O juiz é representante da Constituição e garantidor do Estado Democrático de Direito, não podendo ficar vinculado à pressão popular em seus julgamentos. Se o povo quiser alterar a lei e maior encarceramento, deve cobrar uma posição diferente dos deputados e senadores que eles elegeram para fazer as leis.

3 – De que maneira a sociedade é beneficiada com as audiências de custódia?

Marcos Faleiros – Padronização do Direito brasileiro ao que já é aplicado ao resto do mundo civilizado, como por exemplo, nos Estados Unidos: coibição de tortura, tratamento desumano, cruel ou degradante. Ao ser ouvido imediatamente pelo juiz, haverá mais elementos para analisar se a pessoa deve ficar presa ou não. As audiências de custódia representam implementação das medidas de desencarceramento, alternativas penais à prisão e especialmente, interrupção de carreiras criminosas, quando o juiz evita um desviante primário de entrar em contato com delinquentes institucionalizados.

4 – E o que o senhor diria às pessoas que se utilizam da máxima de que “bandido bom é bandido morto”?

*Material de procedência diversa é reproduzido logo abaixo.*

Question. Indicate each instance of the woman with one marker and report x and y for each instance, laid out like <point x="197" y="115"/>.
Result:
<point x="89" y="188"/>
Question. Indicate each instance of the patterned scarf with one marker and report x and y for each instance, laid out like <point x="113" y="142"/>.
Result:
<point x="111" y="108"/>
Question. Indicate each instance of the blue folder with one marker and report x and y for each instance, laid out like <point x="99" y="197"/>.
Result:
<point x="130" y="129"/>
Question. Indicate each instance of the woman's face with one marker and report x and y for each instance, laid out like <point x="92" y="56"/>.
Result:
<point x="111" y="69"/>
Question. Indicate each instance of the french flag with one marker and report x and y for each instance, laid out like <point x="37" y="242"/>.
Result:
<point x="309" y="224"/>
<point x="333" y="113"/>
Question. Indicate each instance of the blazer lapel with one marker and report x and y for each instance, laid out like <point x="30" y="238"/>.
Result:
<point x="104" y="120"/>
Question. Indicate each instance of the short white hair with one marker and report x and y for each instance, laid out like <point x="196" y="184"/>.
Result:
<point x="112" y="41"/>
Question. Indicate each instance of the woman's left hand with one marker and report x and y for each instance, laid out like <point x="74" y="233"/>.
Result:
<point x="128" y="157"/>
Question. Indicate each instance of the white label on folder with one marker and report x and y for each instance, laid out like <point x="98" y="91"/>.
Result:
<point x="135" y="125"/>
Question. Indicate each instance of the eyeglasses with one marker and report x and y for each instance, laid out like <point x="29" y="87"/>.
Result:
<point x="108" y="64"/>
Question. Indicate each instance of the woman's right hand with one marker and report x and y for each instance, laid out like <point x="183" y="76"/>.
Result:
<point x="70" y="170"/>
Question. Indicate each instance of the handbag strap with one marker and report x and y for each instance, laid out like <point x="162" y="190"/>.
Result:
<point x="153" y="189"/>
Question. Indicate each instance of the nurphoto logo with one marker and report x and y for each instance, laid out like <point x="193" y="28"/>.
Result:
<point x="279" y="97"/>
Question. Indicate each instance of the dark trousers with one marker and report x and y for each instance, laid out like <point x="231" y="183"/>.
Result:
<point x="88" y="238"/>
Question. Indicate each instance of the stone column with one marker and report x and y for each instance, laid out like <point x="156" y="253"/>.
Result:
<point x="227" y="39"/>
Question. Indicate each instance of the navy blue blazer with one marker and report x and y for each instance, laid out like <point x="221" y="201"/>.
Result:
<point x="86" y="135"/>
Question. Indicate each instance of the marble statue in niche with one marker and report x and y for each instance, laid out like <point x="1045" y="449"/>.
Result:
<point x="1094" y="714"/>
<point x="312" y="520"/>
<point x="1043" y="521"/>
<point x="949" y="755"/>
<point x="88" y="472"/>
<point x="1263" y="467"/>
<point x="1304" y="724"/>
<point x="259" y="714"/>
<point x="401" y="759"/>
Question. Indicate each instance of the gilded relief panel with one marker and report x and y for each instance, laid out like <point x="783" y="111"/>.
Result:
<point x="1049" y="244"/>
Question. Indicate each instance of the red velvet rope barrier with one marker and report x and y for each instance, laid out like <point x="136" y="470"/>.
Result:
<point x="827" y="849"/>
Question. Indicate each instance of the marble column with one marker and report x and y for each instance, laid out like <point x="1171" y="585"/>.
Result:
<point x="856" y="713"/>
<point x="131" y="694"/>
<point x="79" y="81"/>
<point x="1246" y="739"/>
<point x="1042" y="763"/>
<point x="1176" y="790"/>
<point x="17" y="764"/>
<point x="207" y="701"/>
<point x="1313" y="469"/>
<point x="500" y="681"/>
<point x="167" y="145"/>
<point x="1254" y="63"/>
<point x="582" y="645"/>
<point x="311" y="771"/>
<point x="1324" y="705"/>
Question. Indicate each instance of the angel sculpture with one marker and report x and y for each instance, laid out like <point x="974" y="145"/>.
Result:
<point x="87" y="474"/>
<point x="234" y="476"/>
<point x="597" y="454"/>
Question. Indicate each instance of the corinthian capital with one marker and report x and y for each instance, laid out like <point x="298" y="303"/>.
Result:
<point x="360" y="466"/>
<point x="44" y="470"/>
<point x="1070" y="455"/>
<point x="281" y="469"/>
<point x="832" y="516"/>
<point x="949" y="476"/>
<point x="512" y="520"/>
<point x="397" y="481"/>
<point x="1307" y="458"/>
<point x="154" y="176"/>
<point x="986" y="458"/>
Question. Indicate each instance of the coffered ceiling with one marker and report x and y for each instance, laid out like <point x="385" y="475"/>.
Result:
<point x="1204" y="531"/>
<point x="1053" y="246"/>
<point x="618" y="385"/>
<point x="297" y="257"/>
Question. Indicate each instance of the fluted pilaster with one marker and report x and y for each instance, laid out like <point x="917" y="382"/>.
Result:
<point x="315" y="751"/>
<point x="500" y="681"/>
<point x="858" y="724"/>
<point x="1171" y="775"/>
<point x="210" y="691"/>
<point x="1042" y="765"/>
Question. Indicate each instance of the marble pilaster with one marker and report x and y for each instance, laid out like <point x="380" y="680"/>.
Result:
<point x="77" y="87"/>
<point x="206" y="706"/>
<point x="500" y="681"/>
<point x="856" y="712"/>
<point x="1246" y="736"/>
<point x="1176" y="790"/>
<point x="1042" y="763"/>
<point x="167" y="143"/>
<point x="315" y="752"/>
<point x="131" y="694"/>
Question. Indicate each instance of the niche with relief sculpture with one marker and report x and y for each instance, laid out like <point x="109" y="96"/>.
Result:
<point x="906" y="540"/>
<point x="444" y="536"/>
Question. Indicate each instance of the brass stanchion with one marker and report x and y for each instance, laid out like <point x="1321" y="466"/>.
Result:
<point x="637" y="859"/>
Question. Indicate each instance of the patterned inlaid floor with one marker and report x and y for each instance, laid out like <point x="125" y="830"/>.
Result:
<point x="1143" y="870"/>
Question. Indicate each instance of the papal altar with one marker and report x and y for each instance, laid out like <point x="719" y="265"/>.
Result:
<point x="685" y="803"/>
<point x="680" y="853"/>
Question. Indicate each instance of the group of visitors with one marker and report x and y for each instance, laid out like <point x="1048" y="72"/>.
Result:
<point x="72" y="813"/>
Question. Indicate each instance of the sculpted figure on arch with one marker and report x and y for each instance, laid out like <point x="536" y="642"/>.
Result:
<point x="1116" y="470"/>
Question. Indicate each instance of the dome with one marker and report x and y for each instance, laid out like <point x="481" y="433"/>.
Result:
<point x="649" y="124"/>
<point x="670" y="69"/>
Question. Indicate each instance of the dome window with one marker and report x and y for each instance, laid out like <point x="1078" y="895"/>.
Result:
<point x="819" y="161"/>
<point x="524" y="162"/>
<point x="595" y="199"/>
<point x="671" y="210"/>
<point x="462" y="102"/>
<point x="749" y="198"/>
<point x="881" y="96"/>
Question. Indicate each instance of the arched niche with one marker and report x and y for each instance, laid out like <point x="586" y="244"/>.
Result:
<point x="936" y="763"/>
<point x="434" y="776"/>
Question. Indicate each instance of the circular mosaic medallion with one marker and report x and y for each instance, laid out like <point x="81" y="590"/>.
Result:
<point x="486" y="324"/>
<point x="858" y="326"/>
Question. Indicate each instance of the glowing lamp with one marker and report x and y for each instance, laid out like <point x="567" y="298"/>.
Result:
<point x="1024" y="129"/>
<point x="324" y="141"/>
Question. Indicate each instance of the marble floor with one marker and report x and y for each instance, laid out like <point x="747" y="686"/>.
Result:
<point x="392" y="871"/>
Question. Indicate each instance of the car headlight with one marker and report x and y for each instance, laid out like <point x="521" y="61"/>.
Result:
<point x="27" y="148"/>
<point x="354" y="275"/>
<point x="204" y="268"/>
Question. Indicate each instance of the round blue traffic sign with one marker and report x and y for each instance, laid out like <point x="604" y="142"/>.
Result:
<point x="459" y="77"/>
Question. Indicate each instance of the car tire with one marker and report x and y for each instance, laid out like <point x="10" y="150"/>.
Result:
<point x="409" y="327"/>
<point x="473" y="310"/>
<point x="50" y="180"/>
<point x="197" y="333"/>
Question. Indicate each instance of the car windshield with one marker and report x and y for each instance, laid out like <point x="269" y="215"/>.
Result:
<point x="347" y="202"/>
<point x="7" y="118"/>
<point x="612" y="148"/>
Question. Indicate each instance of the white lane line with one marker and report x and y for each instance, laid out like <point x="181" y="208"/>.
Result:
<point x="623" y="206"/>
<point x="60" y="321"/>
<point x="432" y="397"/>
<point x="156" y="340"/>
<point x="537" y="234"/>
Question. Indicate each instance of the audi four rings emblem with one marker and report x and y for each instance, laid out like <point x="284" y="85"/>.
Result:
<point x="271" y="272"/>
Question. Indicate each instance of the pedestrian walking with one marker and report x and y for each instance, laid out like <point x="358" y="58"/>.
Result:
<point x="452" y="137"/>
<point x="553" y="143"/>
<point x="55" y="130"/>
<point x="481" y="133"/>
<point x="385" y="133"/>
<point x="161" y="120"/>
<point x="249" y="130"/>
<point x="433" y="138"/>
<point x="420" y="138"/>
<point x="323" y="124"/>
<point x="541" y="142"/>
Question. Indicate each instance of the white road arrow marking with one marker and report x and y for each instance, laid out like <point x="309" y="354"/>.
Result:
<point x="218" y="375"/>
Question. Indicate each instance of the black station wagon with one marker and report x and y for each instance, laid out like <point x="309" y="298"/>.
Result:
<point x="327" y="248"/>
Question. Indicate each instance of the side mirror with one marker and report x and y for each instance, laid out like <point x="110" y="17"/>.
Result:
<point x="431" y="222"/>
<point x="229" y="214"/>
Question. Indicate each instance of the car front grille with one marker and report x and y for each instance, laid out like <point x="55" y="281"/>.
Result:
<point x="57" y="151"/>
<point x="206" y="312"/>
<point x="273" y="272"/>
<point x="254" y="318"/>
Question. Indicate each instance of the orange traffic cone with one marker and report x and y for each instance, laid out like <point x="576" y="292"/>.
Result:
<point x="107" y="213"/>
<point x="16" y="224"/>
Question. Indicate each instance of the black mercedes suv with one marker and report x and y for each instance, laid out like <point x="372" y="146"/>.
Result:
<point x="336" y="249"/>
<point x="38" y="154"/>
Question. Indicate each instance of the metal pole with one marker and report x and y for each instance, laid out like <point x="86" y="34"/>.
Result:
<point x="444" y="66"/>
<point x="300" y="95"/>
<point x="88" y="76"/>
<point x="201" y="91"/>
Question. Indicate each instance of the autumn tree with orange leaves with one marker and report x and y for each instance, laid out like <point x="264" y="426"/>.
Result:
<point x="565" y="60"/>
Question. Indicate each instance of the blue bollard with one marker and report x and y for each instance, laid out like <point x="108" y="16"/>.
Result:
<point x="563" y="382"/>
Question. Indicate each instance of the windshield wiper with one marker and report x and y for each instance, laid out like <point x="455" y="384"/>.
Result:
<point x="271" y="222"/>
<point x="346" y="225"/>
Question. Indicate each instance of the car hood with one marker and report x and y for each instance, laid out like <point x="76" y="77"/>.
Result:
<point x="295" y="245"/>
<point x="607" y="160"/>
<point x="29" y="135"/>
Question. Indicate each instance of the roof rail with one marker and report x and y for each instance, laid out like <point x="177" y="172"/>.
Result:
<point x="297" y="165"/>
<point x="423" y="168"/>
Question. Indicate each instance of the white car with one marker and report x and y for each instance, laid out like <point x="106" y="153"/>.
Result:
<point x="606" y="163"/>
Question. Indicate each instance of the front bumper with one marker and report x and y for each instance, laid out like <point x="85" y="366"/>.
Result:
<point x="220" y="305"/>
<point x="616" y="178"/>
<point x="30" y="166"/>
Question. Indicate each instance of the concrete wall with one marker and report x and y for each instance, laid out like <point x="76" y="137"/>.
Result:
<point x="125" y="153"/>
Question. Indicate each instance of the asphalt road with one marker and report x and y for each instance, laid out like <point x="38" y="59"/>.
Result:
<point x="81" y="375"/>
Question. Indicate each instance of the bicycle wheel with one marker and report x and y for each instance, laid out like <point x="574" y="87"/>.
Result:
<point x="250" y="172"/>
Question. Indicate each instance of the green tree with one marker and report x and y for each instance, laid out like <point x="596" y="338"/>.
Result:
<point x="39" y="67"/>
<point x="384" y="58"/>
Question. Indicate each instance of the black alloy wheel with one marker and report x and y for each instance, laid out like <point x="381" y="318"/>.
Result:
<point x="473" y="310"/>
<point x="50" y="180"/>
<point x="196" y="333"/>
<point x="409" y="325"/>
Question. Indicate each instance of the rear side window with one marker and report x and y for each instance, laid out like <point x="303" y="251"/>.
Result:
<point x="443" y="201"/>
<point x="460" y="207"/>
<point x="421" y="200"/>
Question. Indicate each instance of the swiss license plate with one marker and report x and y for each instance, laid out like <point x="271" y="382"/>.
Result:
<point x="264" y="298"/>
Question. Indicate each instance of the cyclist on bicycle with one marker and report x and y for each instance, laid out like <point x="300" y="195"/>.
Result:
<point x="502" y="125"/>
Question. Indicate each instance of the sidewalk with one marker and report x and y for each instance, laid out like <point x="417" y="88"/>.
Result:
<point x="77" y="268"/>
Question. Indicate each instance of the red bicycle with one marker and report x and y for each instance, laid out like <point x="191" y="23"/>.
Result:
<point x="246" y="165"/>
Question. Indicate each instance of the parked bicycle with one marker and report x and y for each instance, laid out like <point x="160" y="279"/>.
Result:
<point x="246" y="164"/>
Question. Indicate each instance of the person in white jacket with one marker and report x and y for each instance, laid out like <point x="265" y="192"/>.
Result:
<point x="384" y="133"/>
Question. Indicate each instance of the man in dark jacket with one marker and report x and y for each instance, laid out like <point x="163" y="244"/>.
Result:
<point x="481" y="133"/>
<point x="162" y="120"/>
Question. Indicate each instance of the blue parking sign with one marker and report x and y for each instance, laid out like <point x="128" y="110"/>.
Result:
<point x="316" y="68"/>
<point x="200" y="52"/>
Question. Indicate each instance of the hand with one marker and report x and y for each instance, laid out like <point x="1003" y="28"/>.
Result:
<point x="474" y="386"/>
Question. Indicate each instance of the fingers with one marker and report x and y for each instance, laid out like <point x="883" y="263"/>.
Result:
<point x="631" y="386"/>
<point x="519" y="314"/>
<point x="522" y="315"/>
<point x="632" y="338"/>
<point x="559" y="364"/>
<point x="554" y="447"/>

Marcos Faleiros – Essa medida criminal vem sendo usada há pelo menos por 4.000 anos, escrita no Código de Hamurabi, que se baseia na Lei de Talião, “olho por olho, dente por dente”. Durante esse longo espaço de tempo a premissa “bandido bom é bandido morto” – essência do Código de Hamurabi – não apresentou nenhum resultado prático no controle da criminalidade em nenhuma das milhares de civilizações que a utilizou como paradigma.

Trata-se de um populismo penal midiático que não ajuda a segurança pública, servindo tão somente para eleger políticos oportunistas que se aproveitam da boa-fé do povo e de uma situação de insegurança, a exemplo de Luiz Carlos Alborghetti, deputado por vários mandatos que tinha um discurso superficial e em absolutamente nada contribuiu no contexto do controle da criminalidade.

Acreditamos em meios mais modernos, científicos e eficazes no controle da criminalidade do que essa máxima talhada há milhares de anos num pedaço de pedra.

5 – Quais são as medidas mais utilizadas nas audiências de custódia?

Marcos Faleiros – Além da prisão, cautelares alternativas, tais como tratamento de entorpecentes, proibição de frequentar determinados lugares, afastamento de pessoas, monitoração eletrônica e botão do pânico [uma espécie de aplicativo com GPS e gravação de conversa utilizado para combater a violência doméstica].